L’Incarnation est utile pour délivrer l’homme de la servitude du péché. Mais cela « devait se faire de telle sorte que le diable fût vaincu par la justice de l’homme Jésus Christ » (S. Augustin). Le Christ a satisfait pour nous, c’est-à-dire a payé à notre place le prix qui était dû à la justice divine. Un simple homme ne pouvait pas satisfaire pour tout le genre humain puisque tout homme est nécessairement pécheur. Et Dieu n’avait pas à satisfaire. Il fallait donc que Jésus Christ fût à la fois Dieu et homme. « La puissance assume la faiblesse, et la majesté la bassesse ; ainsi ce qui convenait à notre guérison, l’unique médiateur entre Dieu et les hommes pouvait mourir d’une part, et ressusciter de l’autre.
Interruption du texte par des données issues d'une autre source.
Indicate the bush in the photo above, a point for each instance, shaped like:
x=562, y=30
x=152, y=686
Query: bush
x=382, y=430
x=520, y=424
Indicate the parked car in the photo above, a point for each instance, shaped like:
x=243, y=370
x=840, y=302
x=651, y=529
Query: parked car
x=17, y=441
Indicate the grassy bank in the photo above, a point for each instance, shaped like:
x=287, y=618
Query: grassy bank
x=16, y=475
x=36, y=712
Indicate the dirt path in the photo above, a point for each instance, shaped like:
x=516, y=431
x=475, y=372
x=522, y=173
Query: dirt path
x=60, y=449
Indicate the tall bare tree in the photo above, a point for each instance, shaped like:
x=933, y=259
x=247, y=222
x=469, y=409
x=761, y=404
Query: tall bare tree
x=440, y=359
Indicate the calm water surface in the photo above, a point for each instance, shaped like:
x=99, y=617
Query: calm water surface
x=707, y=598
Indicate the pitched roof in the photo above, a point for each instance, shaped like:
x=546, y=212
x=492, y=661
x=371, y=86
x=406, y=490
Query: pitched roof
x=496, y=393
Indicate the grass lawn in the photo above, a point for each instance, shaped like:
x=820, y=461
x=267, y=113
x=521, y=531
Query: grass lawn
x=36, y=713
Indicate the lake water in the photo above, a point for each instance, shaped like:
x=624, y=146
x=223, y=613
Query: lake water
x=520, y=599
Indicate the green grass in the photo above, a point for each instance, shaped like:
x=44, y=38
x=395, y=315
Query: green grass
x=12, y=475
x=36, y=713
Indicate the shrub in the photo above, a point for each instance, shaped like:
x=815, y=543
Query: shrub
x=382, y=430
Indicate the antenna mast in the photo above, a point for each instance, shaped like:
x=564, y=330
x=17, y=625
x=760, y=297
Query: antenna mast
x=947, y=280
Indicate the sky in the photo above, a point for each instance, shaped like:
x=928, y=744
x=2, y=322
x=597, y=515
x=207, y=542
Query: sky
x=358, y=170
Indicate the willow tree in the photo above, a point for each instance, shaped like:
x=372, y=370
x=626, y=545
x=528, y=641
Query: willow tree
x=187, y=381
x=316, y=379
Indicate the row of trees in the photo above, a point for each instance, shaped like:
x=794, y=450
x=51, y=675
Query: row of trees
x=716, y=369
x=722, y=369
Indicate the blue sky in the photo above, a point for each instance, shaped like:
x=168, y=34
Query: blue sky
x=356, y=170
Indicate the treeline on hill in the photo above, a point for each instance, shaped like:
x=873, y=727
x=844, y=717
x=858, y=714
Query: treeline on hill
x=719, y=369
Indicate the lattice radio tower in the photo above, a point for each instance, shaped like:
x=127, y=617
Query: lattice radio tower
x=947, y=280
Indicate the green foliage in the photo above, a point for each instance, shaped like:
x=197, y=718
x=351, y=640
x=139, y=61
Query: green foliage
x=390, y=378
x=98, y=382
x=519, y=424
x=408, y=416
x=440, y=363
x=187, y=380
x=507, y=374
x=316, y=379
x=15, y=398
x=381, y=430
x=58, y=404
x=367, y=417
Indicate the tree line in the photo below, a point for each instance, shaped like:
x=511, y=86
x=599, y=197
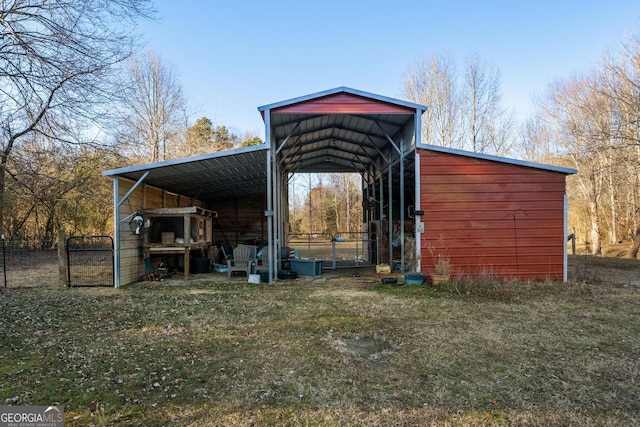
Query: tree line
x=78, y=95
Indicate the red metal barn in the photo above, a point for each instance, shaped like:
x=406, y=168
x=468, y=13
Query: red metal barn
x=484, y=215
x=492, y=216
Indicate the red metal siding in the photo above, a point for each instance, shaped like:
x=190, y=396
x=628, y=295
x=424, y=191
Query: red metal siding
x=491, y=217
x=343, y=103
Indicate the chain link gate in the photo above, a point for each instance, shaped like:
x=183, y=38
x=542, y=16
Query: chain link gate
x=90, y=261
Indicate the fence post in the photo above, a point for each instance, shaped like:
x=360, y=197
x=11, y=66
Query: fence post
x=4, y=261
x=62, y=259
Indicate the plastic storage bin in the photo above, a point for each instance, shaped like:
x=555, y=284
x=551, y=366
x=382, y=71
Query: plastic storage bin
x=307, y=267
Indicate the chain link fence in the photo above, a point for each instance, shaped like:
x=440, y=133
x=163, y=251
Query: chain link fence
x=29, y=263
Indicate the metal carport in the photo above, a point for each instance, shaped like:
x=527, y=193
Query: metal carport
x=339, y=130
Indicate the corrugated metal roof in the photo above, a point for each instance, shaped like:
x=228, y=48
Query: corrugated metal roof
x=209, y=177
x=500, y=159
x=338, y=130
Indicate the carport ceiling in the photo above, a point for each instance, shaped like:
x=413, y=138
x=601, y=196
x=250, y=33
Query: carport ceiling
x=210, y=177
x=339, y=130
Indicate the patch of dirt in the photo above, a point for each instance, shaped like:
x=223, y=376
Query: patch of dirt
x=368, y=348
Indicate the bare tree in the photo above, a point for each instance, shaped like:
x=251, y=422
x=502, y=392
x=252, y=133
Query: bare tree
x=56, y=59
x=154, y=115
x=432, y=82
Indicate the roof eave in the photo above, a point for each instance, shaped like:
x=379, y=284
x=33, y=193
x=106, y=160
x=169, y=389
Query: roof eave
x=543, y=166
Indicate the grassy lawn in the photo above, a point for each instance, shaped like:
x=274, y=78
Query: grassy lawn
x=325, y=353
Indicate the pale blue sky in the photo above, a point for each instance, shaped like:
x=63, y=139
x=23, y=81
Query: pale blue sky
x=234, y=56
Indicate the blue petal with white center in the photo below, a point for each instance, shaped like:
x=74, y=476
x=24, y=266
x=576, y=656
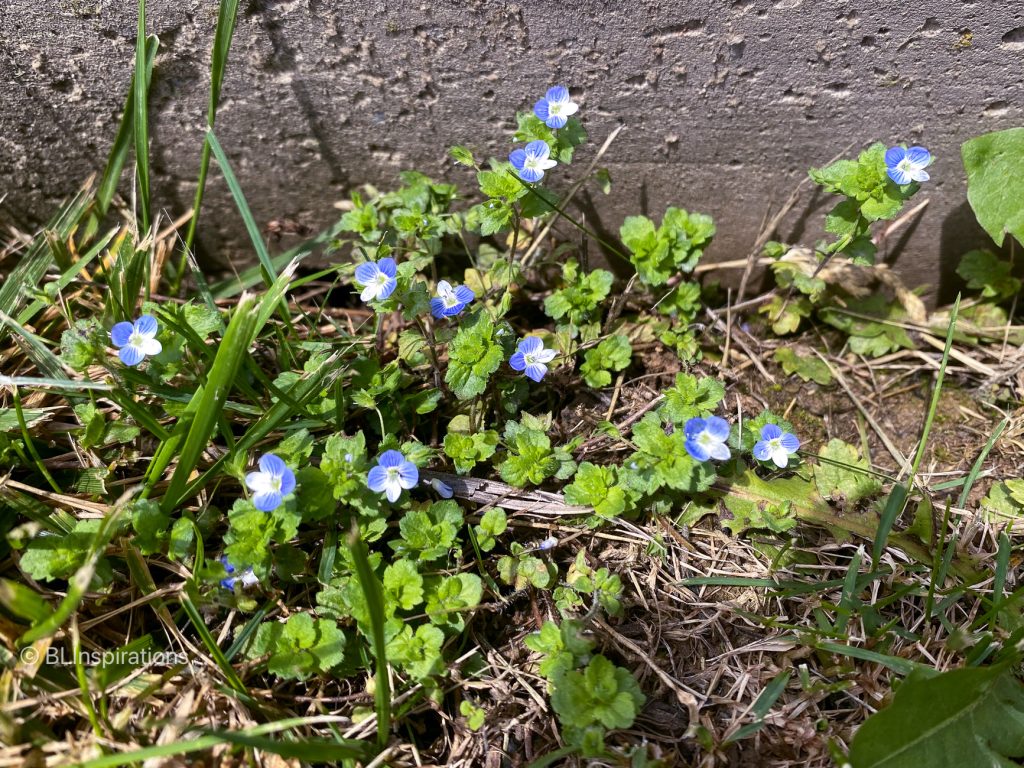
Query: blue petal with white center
x=271, y=483
x=531, y=357
x=775, y=445
x=904, y=166
x=248, y=578
x=378, y=279
x=531, y=161
x=706, y=438
x=136, y=340
x=392, y=474
x=556, y=108
x=450, y=300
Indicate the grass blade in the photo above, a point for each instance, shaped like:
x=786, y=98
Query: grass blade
x=221, y=45
x=897, y=499
x=140, y=119
x=375, y=603
x=122, y=141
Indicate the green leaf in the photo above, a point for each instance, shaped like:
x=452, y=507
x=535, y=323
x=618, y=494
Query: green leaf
x=843, y=481
x=967, y=718
x=674, y=247
x=299, y=647
x=602, y=694
x=690, y=397
x=581, y=296
x=151, y=525
x=418, y=652
x=597, y=486
x=473, y=355
x=994, y=164
x=402, y=584
x=466, y=451
x=985, y=271
x=611, y=354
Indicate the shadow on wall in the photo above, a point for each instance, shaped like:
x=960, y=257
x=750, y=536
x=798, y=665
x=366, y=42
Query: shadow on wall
x=962, y=232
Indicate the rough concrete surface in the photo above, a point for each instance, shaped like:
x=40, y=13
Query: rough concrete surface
x=725, y=103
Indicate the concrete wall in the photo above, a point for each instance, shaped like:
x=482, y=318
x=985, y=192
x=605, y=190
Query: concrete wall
x=725, y=103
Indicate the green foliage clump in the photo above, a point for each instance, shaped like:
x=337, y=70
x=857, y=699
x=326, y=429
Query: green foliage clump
x=658, y=253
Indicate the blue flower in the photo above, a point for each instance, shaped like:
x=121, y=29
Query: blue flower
x=531, y=162
x=248, y=578
x=377, y=279
x=555, y=108
x=706, y=438
x=136, y=340
x=273, y=481
x=450, y=300
x=391, y=474
x=905, y=165
x=776, y=445
x=531, y=357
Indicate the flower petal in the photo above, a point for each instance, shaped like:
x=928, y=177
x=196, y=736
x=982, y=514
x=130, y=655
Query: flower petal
x=267, y=501
x=391, y=458
x=720, y=452
x=919, y=156
x=388, y=266
x=151, y=346
x=258, y=482
x=894, y=155
x=366, y=272
x=146, y=326
x=718, y=428
x=696, y=451
x=899, y=176
x=517, y=158
x=536, y=371
x=288, y=481
x=121, y=333
x=539, y=148
x=545, y=355
x=131, y=355
x=392, y=491
x=377, y=479
x=387, y=289
x=780, y=457
x=530, y=175
x=409, y=475
x=530, y=345
x=272, y=465
x=557, y=93
x=541, y=110
x=762, y=451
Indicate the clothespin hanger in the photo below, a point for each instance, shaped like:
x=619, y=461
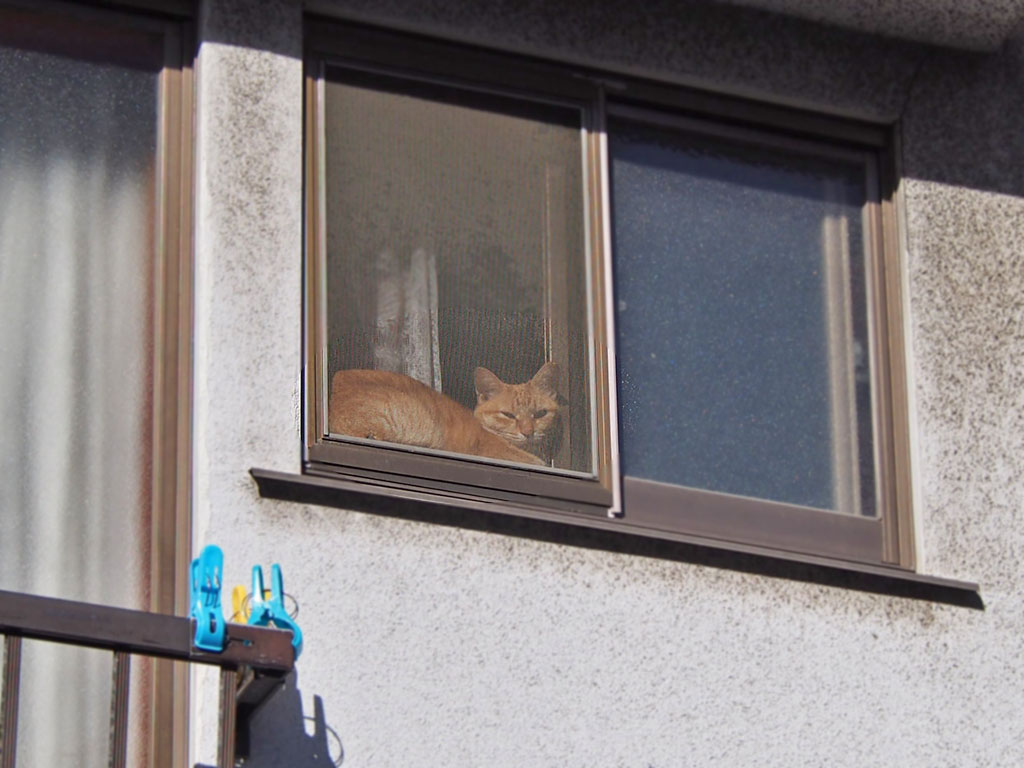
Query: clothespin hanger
x=265, y=611
x=207, y=570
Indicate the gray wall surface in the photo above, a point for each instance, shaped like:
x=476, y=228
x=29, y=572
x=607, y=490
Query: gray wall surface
x=455, y=645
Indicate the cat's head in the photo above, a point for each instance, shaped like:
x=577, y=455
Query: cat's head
x=522, y=414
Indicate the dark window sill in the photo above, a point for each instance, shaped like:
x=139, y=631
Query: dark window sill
x=608, y=535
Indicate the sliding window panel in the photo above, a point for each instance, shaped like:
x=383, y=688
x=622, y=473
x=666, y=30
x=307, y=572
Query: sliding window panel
x=89, y=243
x=453, y=292
x=742, y=267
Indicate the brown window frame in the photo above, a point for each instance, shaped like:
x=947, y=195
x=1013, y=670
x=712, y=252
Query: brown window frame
x=626, y=504
x=169, y=513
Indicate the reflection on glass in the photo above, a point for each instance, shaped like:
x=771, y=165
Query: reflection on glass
x=742, y=343
x=456, y=304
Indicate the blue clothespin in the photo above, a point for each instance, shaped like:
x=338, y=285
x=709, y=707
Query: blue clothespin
x=206, y=574
x=272, y=611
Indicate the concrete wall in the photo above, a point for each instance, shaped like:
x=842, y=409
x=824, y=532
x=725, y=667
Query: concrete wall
x=524, y=645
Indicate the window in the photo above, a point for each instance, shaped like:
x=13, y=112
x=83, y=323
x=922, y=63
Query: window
x=484, y=232
x=93, y=337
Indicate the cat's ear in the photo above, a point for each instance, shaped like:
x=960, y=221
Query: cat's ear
x=547, y=379
x=487, y=385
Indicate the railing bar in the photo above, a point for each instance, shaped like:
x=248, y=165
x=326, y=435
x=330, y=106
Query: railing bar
x=119, y=710
x=228, y=694
x=8, y=699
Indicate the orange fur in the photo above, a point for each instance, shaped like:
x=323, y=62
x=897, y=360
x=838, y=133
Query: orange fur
x=386, y=406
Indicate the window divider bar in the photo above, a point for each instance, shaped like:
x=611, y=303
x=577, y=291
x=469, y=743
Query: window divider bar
x=225, y=739
x=119, y=710
x=8, y=699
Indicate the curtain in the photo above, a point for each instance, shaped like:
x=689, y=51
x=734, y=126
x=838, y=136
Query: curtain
x=406, y=328
x=77, y=146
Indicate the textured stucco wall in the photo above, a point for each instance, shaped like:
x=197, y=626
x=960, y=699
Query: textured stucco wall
x=439, y=645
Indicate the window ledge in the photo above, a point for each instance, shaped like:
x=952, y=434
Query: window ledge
x=611, y=535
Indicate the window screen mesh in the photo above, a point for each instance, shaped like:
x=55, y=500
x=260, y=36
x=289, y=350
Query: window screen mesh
x=455, y=240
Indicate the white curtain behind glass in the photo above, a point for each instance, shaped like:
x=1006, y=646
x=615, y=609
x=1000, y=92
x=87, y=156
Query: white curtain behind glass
x=406, y=330
x=77, y=143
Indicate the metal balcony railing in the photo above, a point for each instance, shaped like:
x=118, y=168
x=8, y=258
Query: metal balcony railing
x=254, y=663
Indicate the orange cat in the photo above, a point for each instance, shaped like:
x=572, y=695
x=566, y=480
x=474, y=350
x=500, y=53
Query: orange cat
x=508, y=418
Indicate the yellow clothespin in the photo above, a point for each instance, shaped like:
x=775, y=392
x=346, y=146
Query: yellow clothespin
x=240, y=605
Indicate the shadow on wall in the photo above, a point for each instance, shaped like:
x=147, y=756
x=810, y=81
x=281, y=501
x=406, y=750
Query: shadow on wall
x=281, y=733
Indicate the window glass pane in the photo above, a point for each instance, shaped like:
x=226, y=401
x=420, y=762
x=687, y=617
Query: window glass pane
x=456, y=267
x=78, y=138
x=740, y=317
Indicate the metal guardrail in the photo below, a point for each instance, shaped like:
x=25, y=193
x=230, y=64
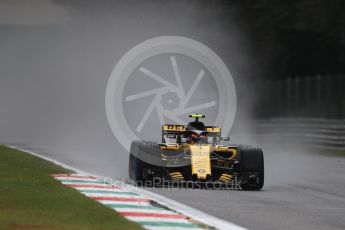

S’il n’avait pas été vrai Dieu, il n’aurait pas apporté le remède, s’il n’avait pas été vrai homme, il n’aurait pas offert un modèle » (S. Léon).

 

Conclusion

 

Cette Incarnation qui est véritablement le point d’achoppement avec les Protestants, les Juifs, les Musulmans (« nous, nous proclamons un Messie crucifié, scandale pour les Juifs, folie pour les nations païennes » 1 Co 1, 23), doit être adorée par les vrais Chrétiens catholiques et susciter en nous une action de grâces pour tant d’amour envers nous. Dieu s’est fait petit enfant pour se laisser toucher par nos pattes sales. N’ayons pas peur de le prendre dans nos bras, comme S. Philippe Neri en reçut la grâce mystique.